The Tomato Bug

THESE days autumn strides in like a drill sergeant barking orders: ``Up and at 'em! Back to work! Back to school! Move it! Move it!'' Leisurely summer vacations or weekends at the lake or in the hammock quickly become pleasant-if-faded memories. Escapist summer has been tracked down and put to work.

But this model is only a recent convention. A deeper urge reaches into our agrarian past. It recognizes summer as the time to work, to wring the most out of the light and heat and long hours of sun. Thus the need for children at home - no time for school - to put all available hands to the many tasks. Back then, autumn was the time to wind down, a cool relief in which to reap the benefits of summer labor and, at end, to give thanks.

For many today, gardens are a way to keep in touch with these earlier rhythms. Even the slightest effort to work the soil and tend a crop can bring inexplicable satisfactions.

A colleague had assumed his back yard - a small patch of grass shaded much of the day by towering pines and oaks - was unsuited for agriculture. His thumb, while it could make a snappy slap on a keyboard space bar, had no verdant hue. But someone brought by a tomato seedling in a large planter and a bag of fertilizer. It would fit in the corner of the deck, the sunniest spot on the property.

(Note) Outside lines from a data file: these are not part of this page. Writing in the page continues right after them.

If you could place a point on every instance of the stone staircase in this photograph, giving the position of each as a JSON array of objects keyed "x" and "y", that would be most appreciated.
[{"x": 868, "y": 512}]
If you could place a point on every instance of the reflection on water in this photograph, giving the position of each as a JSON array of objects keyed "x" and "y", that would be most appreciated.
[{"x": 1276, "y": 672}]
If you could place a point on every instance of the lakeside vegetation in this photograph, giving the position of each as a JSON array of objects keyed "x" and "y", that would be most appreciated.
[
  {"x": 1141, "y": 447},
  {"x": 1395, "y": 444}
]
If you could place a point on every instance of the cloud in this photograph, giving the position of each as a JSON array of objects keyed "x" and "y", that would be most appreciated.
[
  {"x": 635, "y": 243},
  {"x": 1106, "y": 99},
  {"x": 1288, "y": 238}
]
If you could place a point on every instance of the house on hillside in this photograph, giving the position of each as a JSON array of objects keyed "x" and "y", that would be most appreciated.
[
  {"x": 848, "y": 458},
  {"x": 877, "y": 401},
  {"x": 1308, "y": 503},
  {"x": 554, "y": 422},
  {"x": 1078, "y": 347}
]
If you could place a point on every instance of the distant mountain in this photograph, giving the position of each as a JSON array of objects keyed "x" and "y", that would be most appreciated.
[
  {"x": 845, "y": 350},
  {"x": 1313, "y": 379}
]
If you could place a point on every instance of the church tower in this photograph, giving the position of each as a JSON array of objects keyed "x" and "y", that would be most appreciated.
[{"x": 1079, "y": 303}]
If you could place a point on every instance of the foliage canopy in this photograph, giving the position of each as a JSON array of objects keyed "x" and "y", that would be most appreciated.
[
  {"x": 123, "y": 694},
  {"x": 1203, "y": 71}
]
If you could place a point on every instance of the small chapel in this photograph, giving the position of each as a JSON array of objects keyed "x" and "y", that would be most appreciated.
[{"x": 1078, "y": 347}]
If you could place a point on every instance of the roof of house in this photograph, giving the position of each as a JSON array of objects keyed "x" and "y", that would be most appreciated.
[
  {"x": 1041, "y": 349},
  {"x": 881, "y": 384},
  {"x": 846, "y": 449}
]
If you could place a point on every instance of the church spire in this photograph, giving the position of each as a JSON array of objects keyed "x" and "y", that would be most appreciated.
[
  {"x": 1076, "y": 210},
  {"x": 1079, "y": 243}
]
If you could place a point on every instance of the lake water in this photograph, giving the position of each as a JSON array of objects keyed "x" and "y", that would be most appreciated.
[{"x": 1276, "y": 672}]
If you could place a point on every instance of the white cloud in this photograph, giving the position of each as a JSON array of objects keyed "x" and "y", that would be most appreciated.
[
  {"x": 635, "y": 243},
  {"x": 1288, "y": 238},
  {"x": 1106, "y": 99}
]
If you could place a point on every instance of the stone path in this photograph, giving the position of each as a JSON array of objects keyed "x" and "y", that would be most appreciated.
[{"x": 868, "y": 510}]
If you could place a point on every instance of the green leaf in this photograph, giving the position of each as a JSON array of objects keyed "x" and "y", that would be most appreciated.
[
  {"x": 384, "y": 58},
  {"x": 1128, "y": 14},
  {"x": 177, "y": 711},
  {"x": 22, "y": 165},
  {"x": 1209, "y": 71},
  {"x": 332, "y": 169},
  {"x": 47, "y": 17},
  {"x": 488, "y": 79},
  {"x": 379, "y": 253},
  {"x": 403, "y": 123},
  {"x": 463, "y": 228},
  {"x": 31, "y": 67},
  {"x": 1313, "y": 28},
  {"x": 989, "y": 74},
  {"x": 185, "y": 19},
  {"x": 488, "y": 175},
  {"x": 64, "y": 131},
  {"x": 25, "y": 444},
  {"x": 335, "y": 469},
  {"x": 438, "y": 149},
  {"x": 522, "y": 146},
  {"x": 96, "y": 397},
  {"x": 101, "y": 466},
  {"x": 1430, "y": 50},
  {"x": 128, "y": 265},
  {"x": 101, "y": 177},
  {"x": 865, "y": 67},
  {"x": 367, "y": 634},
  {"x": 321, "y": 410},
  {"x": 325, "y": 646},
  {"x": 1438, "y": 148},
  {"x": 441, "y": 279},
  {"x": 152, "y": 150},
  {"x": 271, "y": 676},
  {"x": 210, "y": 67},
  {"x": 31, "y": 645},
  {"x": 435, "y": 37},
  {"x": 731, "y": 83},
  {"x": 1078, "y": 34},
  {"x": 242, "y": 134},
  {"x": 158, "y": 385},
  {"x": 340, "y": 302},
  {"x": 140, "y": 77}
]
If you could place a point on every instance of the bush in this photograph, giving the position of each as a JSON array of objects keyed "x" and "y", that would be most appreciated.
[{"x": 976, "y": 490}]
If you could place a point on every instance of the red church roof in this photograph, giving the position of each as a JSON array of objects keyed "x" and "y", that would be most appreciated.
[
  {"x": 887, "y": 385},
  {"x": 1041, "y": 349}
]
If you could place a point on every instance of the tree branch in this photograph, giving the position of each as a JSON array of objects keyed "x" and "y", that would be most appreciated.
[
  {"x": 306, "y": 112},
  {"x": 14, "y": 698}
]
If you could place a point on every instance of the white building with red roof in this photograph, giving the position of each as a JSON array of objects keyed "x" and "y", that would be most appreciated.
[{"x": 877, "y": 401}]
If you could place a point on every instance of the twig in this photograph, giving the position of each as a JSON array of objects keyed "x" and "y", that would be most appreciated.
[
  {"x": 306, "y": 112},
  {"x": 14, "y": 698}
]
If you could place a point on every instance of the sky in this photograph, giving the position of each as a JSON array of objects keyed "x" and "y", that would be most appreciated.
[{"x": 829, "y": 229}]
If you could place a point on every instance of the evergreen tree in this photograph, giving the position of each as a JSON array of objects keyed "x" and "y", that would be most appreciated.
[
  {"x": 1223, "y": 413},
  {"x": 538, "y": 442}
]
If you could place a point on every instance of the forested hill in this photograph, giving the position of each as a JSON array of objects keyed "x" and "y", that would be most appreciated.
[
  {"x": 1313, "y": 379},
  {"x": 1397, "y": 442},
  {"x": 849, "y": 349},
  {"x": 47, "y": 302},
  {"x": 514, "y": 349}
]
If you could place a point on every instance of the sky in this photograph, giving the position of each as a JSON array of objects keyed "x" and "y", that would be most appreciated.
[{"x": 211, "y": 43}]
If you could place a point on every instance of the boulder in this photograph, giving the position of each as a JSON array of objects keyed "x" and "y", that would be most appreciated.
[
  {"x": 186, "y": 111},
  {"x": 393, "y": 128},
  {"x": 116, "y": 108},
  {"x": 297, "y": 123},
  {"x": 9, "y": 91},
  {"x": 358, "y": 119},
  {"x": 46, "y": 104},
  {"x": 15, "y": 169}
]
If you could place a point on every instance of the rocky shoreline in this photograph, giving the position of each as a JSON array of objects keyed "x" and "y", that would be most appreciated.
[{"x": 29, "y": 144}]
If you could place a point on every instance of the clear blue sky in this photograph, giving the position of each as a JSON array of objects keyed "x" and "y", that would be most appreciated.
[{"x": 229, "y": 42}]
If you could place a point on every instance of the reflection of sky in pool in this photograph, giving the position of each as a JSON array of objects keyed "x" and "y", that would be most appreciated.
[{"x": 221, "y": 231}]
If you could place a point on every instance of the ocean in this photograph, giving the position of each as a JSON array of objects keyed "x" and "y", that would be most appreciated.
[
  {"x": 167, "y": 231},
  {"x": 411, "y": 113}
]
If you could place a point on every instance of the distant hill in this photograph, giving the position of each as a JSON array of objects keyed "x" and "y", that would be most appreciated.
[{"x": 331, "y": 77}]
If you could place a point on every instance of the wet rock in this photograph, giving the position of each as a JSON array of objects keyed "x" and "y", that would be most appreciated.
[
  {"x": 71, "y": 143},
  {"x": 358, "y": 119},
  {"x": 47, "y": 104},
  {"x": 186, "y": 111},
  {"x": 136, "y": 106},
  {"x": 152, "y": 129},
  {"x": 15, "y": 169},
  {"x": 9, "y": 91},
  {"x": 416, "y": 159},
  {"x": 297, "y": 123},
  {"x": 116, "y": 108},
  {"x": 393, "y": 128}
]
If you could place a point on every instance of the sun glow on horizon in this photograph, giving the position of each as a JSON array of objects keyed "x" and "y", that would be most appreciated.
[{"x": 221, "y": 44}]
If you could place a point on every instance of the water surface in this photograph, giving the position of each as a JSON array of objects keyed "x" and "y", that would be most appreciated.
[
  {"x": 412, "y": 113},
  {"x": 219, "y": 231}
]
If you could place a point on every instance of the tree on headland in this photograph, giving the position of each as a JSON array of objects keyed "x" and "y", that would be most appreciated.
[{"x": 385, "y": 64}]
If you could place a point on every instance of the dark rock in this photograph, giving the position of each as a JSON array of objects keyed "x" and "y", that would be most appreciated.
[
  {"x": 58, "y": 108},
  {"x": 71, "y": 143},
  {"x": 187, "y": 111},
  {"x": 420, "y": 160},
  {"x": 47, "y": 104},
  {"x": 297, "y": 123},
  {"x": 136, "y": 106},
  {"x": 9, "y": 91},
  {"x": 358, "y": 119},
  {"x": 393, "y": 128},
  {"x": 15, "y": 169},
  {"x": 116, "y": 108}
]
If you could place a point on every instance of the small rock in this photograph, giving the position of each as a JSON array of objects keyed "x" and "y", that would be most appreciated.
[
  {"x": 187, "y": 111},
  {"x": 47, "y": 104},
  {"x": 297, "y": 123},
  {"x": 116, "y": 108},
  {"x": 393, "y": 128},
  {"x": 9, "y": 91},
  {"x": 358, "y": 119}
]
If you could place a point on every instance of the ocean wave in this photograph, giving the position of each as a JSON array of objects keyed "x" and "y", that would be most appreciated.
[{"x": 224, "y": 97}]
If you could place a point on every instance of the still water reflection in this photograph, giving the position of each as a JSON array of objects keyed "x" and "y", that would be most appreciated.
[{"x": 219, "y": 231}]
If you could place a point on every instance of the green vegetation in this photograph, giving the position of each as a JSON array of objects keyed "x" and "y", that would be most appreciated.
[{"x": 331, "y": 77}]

Somehow, the reluctant gardener's indifference turned to attentiveness when the slightest sign of life and growth appeared. Tending the vines became a daily ritual: Time to water? Soil too wet? Too dry? Would rotating the pot help? Check for bugs. Pinch off unpromising shoots. Oh, no, vacation: Who will look in?

When the fruits came in, the ruby spheres made their supermarket imposters forever unthinkable. Salads were transformed; whole fruits were eagerly consumed with a wad of napkins at the ready to mop soggy chins.

Now the first frost is the enemy. Already nights are cool. Our friend scours cookbooks and pumps friends for green tomato recipes. Maybe the vines could live on as winter house plants in the guest bedroom. When do the relatives next arrive?

He was transfixed when a TV talk show brought on a champion grower and his latest accomplishment: a 4-pound, 4.5-ounce tomato. The expert's secrets: Frank Sinatra music, a heating pad, and some sweet talk each morning and evening.

The nascent gardener took note. Only 180 days till next spring.